Openfire 4.2.3 is rather old, it is difficult to ask for free support from here when running such an old version. If you are able to reproduce issues with the current release, you are more likely to get responses. The 5K issue is typically a Linux kernel tuning issue with not allowing more than that many TCP connections per running process. What sysctl tuning have you done for CentOS 7?

Hi akrherz,

Thanks for your prompt reply. We havent done any explicit sysctl tuning. Our ulimit (-n) is set at 100000.

1.Can you please let me know which parameters at ulimit should I be looking at.
2.Also I see that their is high consumption of RAM. I tried with 28G max heap size and its fully consumed. I am afraid it may go into Overflow soon. I can always increase memory but right now the load is of around 30k users. Are there certain processes/functionalities that I can stop in openfire so I can get some benefit.
3. Can you point me into the direction of some literature on how to scale out openfire for 100k concurrent connections (as I said earlier, my requirement is for just sending notifications)

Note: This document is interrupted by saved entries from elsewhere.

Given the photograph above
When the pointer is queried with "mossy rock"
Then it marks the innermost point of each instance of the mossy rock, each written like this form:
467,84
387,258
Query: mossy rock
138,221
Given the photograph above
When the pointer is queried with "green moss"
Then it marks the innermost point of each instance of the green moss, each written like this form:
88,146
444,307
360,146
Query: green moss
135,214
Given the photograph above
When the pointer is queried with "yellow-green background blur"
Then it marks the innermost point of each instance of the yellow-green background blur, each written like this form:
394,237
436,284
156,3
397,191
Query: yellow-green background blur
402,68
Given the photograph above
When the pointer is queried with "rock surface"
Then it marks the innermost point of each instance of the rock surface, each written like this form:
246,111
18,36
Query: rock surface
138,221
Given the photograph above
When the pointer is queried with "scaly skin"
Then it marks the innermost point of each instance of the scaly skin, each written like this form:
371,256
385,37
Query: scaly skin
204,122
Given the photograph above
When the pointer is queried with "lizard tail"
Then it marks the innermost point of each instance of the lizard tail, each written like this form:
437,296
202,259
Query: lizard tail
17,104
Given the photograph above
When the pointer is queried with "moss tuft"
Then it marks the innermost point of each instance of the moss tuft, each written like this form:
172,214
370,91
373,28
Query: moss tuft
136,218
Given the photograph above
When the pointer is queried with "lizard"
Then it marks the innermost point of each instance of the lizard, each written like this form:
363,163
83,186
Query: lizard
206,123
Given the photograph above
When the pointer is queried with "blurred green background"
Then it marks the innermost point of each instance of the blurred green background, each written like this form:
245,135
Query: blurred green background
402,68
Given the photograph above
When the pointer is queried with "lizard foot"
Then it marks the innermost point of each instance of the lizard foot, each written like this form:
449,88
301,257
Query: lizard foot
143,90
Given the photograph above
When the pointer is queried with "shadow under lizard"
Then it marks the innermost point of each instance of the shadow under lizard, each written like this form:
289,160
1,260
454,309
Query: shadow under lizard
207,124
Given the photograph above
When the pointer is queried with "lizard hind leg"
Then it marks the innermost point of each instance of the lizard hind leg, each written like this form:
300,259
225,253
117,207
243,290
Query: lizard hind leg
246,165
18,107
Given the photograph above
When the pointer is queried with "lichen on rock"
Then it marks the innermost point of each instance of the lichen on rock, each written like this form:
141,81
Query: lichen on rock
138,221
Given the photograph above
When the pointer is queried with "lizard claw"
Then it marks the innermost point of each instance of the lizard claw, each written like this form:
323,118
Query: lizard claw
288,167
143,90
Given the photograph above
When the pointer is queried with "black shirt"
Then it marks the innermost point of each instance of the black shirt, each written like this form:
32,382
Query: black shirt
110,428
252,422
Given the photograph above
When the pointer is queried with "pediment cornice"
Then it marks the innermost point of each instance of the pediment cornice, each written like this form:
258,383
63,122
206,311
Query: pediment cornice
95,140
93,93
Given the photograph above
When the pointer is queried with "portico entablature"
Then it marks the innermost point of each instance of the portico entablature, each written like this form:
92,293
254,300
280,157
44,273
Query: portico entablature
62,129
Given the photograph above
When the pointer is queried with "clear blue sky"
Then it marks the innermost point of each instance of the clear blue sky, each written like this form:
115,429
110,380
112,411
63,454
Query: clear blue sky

I will also look at upgrading my server though I dont see I can do that very soon.

Many Thanks
Abhi

Greetings,

  1. ulimit -n looks good, but you have it set to 100k and are hoping to scale to 100k. It seems like you need to go higher. You may also need to look at the tcp port range to allow for more port connections too. Articles like the Linux C10M may be useful.
  2. You should take heap dumps and inspect for memory leaks. That old of openfire has issues with memory leaks and invalid cache memory size accounting. If you want support for such an old openfire, you should consider professional partners.
  3. Searching around in this forum is about the best there is to offer. Openfire is not really well known for scaling well, unlike ejabberd or some other XMPP servers. It can be done, but you have to understand how Java works for things like memory GC.

To add to what @akrherz said:

  • for the use-case that you’re describing, the hardware should suffice.
  • the high memory usage is something that I’d advise you to look into, as that seems out-of-place. Memory inspection, as what was already suggested, seems like a good first thing to do.
  • the error that you’re showing is most likely caused by a client dropping the connection, without nicely logging off (send a </stream:stream> element). It is probably benign.
  • for concurrent connections over many tens-of-thousands, look at clustering solutions, as offered by the Hazelcast plugin.